There is something in the fact that cyclists have a fondness for motorsport.
A few years ago, six-time British Olympic track gold medalists Sir Chris Hoy and Jason Kenny traded pedal power for horses, competing in Radicals and more.
Fast forward to 2021 and there is another rider who does the same: Blue Marble Radical Cup North America rider Alex Morton is a former national cyclocross champion who has also raced for his country.
But what makes his story different from that of Hoy and Kenny is that he joined motorsport at a much earlier stage in his life.
At 19, the Michigan native makes a new start in the car and hopes to launch a new racing career.
“I first moved to Europe at the age of 15 to race for the United States team,” says Morton, who started in motocross and track cycling before becoming a professional cyclist. of cyclocross. “For three years after that, we moved to the Netherlands to run there for a few months.”
Morton has represented the United States at three UCI world championships, twice in the junior category and once at the Under-23 level last year.
With such a promising junior career to build on, why has he gone from one set of pedals to another?
“I kind of got hooked on racing cars,” he says. “I just couldn’t feel on a bike what I could feel in the car. I have also had overuse injuries related to cycling over the years.
“That’s when I started to decide to make the transition completely to cars.”
The two activities overlapped for some time. Four years ago, Morton was introduced to motorsport by his parents, who own a garage on the M1 Concourse circuit in Michigan.
After learning the basics there, it was agreed that Morton would appear in the 2019 SCCA Formula Enterprises series.
At that time, Morton was still riding his bike competitively and successfully, winning the national victory and retaining his selection for the American team.
2020 saw Morton’s motorsport hobby take on a bigger role when he joined the U.S. Formula 4 Championship, while his cyclocross rides became less frequent.
A series of tough F4 races saw him part ways with his side midway through the campaign, but he was determined to pursue what had become his main goal.
The early end of the season gave time to figure out what to do next.
“I struggled to find a sponsor during the winter, but I had my first opportunity to test a Radical in March, Texas,” Morton recalls. “I adapted to the car very quickly. “
The Radical he drove was the 226-horsepower SR3XX: the latest iteration of the automaker’s best-selling model.
The tests allowed Morton to learn about the aero-focused super sports car that had previously only handled junior single-seaters where mechanical grip is king.
Satisfied with his impressions and excited by his discovery, Morton returned to Michigan full of ideas for his next career step in racing. Radical’s North American series was the obvious direction, and it didn’t take long to find a partner who could host a program.
“My father was in contact with Team Stradale before me! he explains. “We were pretty determined to want to race in the PRO 1500 class.
“I was able to do a test at the Autobahn Country Club in Joliet the first week of April. I did three days and felt really welcome in the team.
Despite the immediate connection to Stradale, an intense but short pre-season schedule meant Morton wasn’t overflowing with confidence when he arrived at Barber for his sweeping debut from April 15-17.

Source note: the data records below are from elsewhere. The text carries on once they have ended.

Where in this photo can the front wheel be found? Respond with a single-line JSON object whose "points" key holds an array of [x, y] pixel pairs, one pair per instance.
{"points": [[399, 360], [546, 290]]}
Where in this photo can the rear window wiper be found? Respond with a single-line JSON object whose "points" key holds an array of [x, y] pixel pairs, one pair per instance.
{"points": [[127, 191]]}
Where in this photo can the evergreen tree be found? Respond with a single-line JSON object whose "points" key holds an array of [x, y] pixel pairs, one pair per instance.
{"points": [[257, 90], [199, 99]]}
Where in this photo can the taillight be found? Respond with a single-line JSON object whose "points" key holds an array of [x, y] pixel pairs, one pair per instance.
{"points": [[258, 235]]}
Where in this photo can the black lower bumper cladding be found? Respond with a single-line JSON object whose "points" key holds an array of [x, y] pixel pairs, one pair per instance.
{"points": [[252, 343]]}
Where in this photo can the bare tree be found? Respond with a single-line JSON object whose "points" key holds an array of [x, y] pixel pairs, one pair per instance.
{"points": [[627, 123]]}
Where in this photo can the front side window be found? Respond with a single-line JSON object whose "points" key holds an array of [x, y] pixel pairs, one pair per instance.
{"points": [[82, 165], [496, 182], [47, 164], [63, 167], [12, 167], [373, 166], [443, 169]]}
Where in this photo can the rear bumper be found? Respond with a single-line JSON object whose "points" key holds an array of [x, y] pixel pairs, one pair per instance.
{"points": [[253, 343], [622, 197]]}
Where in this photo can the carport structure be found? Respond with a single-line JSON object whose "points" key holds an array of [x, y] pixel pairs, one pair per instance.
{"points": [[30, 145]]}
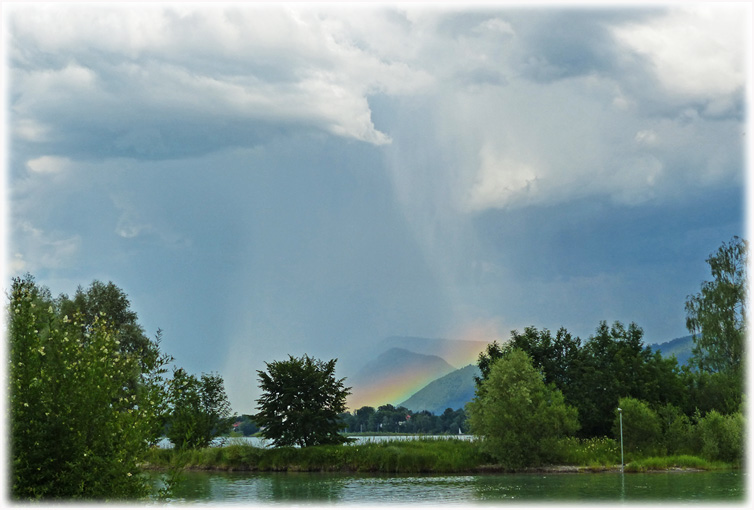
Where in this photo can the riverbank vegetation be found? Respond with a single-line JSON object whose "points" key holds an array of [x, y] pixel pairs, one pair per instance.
{"points": [[439, 456], [90, 396]]}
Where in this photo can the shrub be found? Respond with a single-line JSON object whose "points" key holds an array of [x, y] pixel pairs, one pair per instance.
{"points": [[721, 436], [642, 431], [516, 416]]}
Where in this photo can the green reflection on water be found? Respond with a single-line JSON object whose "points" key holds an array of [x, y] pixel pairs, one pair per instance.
{"points": [[348, 488]]}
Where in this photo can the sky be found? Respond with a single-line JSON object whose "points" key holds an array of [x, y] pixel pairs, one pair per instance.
{"points": [[266, 180]]}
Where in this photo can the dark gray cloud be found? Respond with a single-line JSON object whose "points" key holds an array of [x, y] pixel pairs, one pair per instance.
{"points": [[286, 180]]}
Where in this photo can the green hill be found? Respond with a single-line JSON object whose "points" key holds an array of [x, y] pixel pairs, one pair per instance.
{"points": [[450, 391], [679, 347]]}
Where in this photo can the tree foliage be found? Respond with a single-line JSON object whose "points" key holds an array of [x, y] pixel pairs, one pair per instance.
{"points": [[716, 316], [595, 374], [516, 415], [301, 402], [82, 409], [199, 409]]}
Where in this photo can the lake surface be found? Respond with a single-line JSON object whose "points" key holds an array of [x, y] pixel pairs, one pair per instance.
{"points": [[325, 488]]}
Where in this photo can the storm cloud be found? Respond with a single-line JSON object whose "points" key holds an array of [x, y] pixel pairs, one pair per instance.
{"points": [[273, 180]]}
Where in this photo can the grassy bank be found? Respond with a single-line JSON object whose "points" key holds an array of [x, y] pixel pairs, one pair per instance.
{"points": [[421, 456], [676, 462], [418, 456]]}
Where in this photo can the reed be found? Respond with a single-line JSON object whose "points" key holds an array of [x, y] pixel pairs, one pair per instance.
{"points": [[417, 456], [674, 462]]}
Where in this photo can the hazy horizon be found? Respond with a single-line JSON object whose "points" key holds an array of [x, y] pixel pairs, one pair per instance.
{"points": [[273, 180]]}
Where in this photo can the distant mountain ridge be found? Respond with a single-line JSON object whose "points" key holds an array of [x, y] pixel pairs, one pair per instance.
{"points": [[450, 391], [407, 363], [392, 375], [679, 347]]}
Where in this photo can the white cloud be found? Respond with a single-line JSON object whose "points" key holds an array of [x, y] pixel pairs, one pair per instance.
{"points": [[35, 250], [134, 68], [696, 51], [502, 181], [48, 164]]}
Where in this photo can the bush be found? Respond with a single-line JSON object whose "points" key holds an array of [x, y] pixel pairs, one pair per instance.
{"points": [[516, 416], [599, 451], [721, 436], [677, 430], [81, 407], [642, 431]]}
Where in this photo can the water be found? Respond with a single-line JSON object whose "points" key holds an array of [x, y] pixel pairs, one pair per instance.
{"points": [[320, 488]]}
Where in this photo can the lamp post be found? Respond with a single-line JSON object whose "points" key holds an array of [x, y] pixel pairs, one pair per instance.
{"points": [[620, 418]]}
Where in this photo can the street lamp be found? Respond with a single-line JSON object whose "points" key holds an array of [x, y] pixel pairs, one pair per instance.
{"points": [[620, 417]]}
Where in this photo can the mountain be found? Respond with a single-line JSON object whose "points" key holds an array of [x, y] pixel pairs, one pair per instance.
{"points": [[450, 391], [393, 375], [455, 352], [680, 347]]}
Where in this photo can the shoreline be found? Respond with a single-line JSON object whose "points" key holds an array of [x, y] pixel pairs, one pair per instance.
{"points": [[482, 469]]}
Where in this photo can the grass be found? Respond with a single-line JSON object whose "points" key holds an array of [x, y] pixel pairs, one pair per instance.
{"points": [[418, 456], [414, 456], [673, 462], [593, 452]]}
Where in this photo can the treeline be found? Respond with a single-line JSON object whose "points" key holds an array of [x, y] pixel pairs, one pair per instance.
{"points": [[387, 418], [90, 393], [537, 389]]}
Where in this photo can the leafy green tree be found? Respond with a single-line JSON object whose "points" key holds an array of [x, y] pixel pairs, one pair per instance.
{"points": [[78, 425], [642, 428], [199, 411], [516, 415], [614, 363], [301, 401], [722, 436], [708, 391], [108, 301], [557, 357], [716, 317]]}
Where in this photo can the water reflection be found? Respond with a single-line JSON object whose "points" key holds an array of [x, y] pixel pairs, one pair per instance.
{"points": [[348, 488]]}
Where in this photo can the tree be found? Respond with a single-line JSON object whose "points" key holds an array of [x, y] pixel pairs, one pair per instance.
{"points": [[716, 317], [301, 401], [516, 415], [642, 427], [615, 363], [199, 409], [78, 425]]}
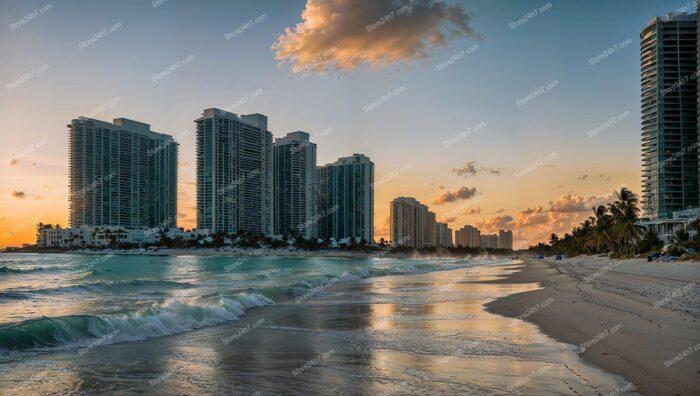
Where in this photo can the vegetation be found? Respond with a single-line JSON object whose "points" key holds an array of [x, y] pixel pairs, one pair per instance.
{"points": [[614, 229]]}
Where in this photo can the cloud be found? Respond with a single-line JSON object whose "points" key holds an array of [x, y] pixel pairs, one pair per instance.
{"points": [[495, 171], [495, 223], [532, 217], [470, 169], [571, 203], [467, 170], [345, 34], [461, 194]]}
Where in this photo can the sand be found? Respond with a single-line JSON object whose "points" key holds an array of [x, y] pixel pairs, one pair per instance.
{"points": [[636, 319]]}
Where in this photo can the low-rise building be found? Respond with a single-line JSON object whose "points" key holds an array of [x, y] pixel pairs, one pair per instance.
{"points": [[104, 236]]}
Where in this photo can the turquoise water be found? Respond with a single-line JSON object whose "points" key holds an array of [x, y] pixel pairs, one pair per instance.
{"points": [[132, 325], [61, 301]]}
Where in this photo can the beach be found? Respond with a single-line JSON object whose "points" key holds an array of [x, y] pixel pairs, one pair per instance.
{"points": [[166, 325], [637, 319]]}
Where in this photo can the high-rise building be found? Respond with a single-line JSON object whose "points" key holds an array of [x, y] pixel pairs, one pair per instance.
{"points": [[346, 199], [505, 239], [234, 173], [669, 60], [121, 174], [295, 185], [489, 241], [444, 235], [468, 236], [408, 219], [430, 235]]}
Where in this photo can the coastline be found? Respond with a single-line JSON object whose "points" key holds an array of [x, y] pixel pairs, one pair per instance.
{"points": [[610, 310], [264, 252]]}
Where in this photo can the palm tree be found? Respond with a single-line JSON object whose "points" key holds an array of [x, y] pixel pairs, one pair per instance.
{"points": [[627, 229]]}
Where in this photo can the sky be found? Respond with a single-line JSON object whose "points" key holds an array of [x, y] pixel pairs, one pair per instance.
{"points": [[500, 114]]}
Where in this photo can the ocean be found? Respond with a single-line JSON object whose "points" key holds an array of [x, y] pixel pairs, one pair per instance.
{"points": [[135, 324]]}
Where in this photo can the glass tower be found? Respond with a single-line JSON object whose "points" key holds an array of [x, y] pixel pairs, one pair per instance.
{"points": [[295, 185], [346, 199], [669, 115], [234, 173], [121, 174]]}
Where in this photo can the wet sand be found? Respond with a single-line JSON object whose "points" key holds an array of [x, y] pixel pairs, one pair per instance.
{"points": [[636, 319], [392, 335]]}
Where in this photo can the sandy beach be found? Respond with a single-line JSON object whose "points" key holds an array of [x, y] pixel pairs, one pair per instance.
{"points": [[392, 327], [636, 319]]}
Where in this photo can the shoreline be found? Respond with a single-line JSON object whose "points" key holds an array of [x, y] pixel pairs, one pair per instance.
{"points": [[265, 252], [593, 303]]}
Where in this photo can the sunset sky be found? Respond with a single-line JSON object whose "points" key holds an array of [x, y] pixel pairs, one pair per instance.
{"points": [[489, 117]]}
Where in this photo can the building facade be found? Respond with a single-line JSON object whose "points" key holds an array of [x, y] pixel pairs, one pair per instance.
{"points": [[295, 185], [346, 199], [408, 218], [669, 59], [468, 236], [444, 235], [489, 241], [234, 173], [121, 174]]}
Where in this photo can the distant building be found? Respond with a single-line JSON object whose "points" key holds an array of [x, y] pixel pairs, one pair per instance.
{"points": [[121, 174], [346, 199], [87, 236], [408, 220], [489, 241], [468, 236], [665, 229], [444, 235], [234, 173], [295, 186], [430, 236], [669, 57], [505, 239]]}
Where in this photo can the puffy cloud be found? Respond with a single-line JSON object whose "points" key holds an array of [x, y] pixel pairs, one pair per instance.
{"points": [[461, 194], [467, 170], [345, 34], [495, 171], [496, 223], [472, 211], [570, 203], [532, 216]]}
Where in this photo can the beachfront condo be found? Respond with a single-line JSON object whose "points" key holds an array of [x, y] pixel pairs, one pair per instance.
{"points": [[669, 115], [505, 239], [468, 236], [408, 220], [346, 199], [295, 186], [489, 241], [121, 174], [444, 235], [234, 173]]}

Nonetheless, this weekend on the supporting bill IndyCar heralded a promising trio of top-five, as the second round at Road America ceded its first class victory to place it fourth in the PRO 1500 standings after six races.
“At Barber, we were happy to sit where we sat, with limited seating time,” he says.
“At Road America we had some setup issues, but we turned the tide and were able to pick up the pace from the middle of the weekend.”
Morton did not give up cycling although motorsport now occupies his competitive focus.
He’s still riding to maintain his fitness for the next few race weekends on physically demanding tracks like COTA and Road Atlanta.
The 40-minute Radical Cup North America races are similar in duration to cyclocross events, but the similarities end there. Continuous pedaling over varying terrain and occasional rides over obstacles make cyclocross physically stressful, while motorsport leads to higher mental strain and g-force pressure.
“Bikes, especially off-road equipment, require a lot of concentration,” Morton explains. “But it’s very dominant physically. I would say what’s difficult with a car is that in terms of concentration you are at maximum capacity with every lap.
“When you are hot and more advanced in the race, the physical aspect will affect your concentration. A car is not as physically demanding as a bicycle, but it responds to overall capacity simply because it requires a lot more mental focus.
Motorsport is better for Morton’s program, which is currently based on a four-year course at Michigan State University.
The second-year public relations student uses his summer vacation to focus on the Radical season: there is no more wasted time on winter cyclocross races.
Morton seems satisfied with his two big career changes in racing, from cycling to motorsport and then from open wheel to Radical. The next step is unknown.
Could Morton embark on a radical residency or use his current position as a stepping stone to other ventures? Both possibilities are interesting.
“I would love to race professionally in the future,” he said. “I think Radical is an incredible springboard for this.
“But I also like the car, so maybe I don’t want to leave it in the future. We’ll see where it takes me.
“I have raced all over the world on my bike before. If ever I had the opportunity to leave America, I would run 100% in Europe.
“I keep my options open for the future.”